Note that these are expensive operations. If you expect the buffer to need to grow from use to use, you might consider doubling its maximum size every time. This effectively amortizes the cost of the allocation and copy.

Who can tell me what this bit of C++ does?

CUSTOMVERTEX* pVertexArray;
if( FAILED( m_pVB->Lock( 0, 0, (void**)&pVertexArray, 0 ) ) ) {
return E_FAIL;
}
pVertexArray[0].position = D3DXVECTOR3(-1.0, -1.0, 1.0);
pVertexArray[1].position = D3DXVECTOR3(-1.0, 1.0, 1.0);
pVertexArray[2].position = D3DXVECTOR3( 1.0, -1.0, 1.0);
...
I've not touched C++ for a while - hence the topic but this bit of code is confusing myself. After the m_pVB->Lock is called the array is initialized.
This is great and all but the problem I'm having is how this happens. The code underneath uses nine elements, but another function (pretty much copy/paste) of the code I'm working with only access say four elements.
CUSTOMVERTEX is a struct, but I was under the impression that this matters not and that an array of structs/objects need to be initialized to a fixed size.
Can anyone clear this up?
Edit:
Given the replies, how does it know that I require nine elements in the array, or four etc...?
So as long as the buffer is big enough, the elements are legal. If so, this code is setting the buffer size if I'm not mistaken.
if( FAILED( m_pd3dDevice->CreateVertexBuffer( vertexCount * sizeof(CUSTOMVERTEX), 0, D3DFVF_CUSTOMVERTEX, D3DPOOL_DEFAULT, &m_pVB, NULL ) ) ) {
return E_FAIL;
}
m_pVB points to a graphics object, in this case presumably a vertex buffer. The data held by this object will not generally be in CPU-accessible memory - it may be held in onboard RAM of your graphics hardware or not allocated at all; and it may be in use by the GPU at any particular time; so if you want to read from it or write to it, you need to tell your graphics subsystem this, and that's what the Lock() function does - synchronise with the GPU, ensure there is a buffer in main memory big enough for the data and it contains the data you expect at this time from the CPU's point of view, and return to you the pointer to that main memory. There will need to be a corresponding Unlock() call to tell the GPU that you are done reading / mutating the object.
To answer your question about how the size of the buffer is determined, look at where the vertex buffer is being constructed - you should see a description of the vertex format and an element count being passed to the function that creates it.

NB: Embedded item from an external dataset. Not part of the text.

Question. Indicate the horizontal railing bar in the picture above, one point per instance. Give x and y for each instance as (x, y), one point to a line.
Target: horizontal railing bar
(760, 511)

You're pasing a pointer to the CUSTOMVERTEX pointer (pointer to a pointer) into the lock function so lock itself must be/ needs to be creating the CUSTOMVERTEX object and setting your pointer to point to the object it creates.
In order to modify a vertex buffer in DX you have to lock it. To enforce this the DX API will only reveal the guts of a VB through calling Lock on it.
Your code is passing in the address of pVertexArray which Lock points at the VB's internal data. The code then proceeds to modify the vertex data, presumably in preparation for rendering.
You're asking the wrong question, it's not how does it know that you require x objects, it's how YOU know that IT requires x objects. You pass a pointer to a pointer to your struct in and the function returns the pointer to your struct already allocated in memory (from when you first initialized the vertex buffer). Everything is always there, you're just requesting a pointer to the array to work with it, then "release it" so dx knows to read the vertex buffer and upload it to the gpu.
When you created the vertex buffer, you had to specify a size. When you call Lock(), you're passing 0 as the size to lock, which tells it to lock the entire size of the vertex buffer.